Longtime skier Mark Brookes, 38, signed up for Jackson Hole Resort’s Steep and Deep Snowboard Camp (Feb. 26 to 29, $775; jacksonhole.com) for the fifth straight season this year. The four days of coaching on how to race between trees and down steep bowls in the Grand Tetons are his “favorite week of boarding all winter.” Jackson Hole’s Backcountry Camp (March 12 to 14, $500) helps aspiring out-of-bounds skiers learn to assess avalanche danger. Glenn Stewart, 45, says his classmates were disappointed when instructors prohibited students from skiing down a powdery ridge. Several days later, a snowboarder died in an avalanche at the same location. “We learned a lesson,” she says.

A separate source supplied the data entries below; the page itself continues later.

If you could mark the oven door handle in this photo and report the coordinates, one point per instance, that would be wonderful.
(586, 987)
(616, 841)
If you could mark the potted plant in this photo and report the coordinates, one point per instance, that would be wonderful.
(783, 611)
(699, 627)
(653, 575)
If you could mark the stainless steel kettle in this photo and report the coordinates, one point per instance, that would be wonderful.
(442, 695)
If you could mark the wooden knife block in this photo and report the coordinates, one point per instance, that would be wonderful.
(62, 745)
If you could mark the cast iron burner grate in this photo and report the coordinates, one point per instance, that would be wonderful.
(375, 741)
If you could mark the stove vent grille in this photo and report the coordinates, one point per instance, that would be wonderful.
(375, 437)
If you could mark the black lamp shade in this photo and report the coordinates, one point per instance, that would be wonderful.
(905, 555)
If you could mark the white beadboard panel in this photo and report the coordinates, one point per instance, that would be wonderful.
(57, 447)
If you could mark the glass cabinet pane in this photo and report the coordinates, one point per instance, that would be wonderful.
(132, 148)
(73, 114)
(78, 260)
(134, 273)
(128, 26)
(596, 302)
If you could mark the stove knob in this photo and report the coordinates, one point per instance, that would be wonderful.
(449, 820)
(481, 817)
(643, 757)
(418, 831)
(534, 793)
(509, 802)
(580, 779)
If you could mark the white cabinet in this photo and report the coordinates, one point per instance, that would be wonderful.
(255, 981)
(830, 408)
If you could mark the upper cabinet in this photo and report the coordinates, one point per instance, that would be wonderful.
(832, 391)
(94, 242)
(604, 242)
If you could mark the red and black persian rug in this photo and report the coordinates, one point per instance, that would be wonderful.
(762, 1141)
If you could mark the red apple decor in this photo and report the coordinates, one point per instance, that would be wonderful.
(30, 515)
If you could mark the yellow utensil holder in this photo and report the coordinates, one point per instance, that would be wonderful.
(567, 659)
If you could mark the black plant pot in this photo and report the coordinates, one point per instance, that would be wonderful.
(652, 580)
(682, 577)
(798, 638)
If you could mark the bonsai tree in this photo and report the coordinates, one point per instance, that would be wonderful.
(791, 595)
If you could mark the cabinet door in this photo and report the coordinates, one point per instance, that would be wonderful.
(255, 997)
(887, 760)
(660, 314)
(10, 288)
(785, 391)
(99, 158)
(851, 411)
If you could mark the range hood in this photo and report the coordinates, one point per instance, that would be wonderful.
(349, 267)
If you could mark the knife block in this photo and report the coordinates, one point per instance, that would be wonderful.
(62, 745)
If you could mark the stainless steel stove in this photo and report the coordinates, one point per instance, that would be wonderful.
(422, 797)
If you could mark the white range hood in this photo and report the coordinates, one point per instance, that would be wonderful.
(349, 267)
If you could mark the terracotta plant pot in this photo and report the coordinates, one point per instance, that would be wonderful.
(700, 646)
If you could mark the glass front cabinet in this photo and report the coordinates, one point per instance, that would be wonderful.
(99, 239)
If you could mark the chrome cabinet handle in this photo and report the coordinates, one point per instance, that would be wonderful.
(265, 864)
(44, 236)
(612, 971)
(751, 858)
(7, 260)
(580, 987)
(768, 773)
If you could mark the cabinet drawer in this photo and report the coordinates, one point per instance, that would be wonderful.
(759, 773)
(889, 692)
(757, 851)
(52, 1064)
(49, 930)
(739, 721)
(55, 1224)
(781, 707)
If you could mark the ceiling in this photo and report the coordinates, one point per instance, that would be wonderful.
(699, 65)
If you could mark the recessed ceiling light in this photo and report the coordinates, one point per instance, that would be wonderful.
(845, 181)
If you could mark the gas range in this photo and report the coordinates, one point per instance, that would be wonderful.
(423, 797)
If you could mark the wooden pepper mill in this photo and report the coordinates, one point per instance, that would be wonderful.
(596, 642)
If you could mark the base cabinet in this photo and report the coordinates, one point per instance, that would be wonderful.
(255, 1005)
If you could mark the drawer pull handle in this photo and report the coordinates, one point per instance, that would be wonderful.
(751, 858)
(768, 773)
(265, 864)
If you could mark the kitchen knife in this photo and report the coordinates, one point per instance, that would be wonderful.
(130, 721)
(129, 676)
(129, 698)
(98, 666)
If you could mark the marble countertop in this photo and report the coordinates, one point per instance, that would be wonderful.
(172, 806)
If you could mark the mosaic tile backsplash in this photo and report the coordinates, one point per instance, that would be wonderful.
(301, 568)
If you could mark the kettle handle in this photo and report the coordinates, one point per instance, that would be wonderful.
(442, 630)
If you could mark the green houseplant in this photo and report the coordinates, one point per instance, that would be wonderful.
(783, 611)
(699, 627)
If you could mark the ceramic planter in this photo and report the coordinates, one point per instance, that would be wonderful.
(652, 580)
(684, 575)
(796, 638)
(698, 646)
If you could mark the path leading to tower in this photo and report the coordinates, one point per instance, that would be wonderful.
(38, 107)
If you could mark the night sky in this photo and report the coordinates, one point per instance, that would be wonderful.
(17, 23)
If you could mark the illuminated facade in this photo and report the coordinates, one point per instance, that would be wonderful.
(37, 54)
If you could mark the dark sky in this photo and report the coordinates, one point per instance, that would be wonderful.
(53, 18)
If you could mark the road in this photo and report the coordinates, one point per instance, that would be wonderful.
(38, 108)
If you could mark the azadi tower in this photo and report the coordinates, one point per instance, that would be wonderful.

But for those who truly like to live on the edge, extreme-skiing film star Doug Coombs’s ski camps in La Grave, France, teach adrenaline junkies how to ski 45-degree pitches, couloirs, glaciers and steep drops like those seen in ski movies (Feb. 28 to March 6 and March 20 to 27, $2,195; dougcoombs.com). And with 7,000 feet of vertical drop–twice the amount of any resort’s in the United States–“every run is an epic journey,” Coombs says.

Along those lines, you can also “learn to fly” at ski-jumping clinics at Utah’s Olympic Park, for example. T. J. Parkes, 41, signed up for a $40 half-day clinic. But don’t look for Parkes in the next Olympics–her best jump from the 10-meter ramp was “about five feet.” Ski jumping, she says, “is one more silly thing I can cross off my list.” That’s some list she has.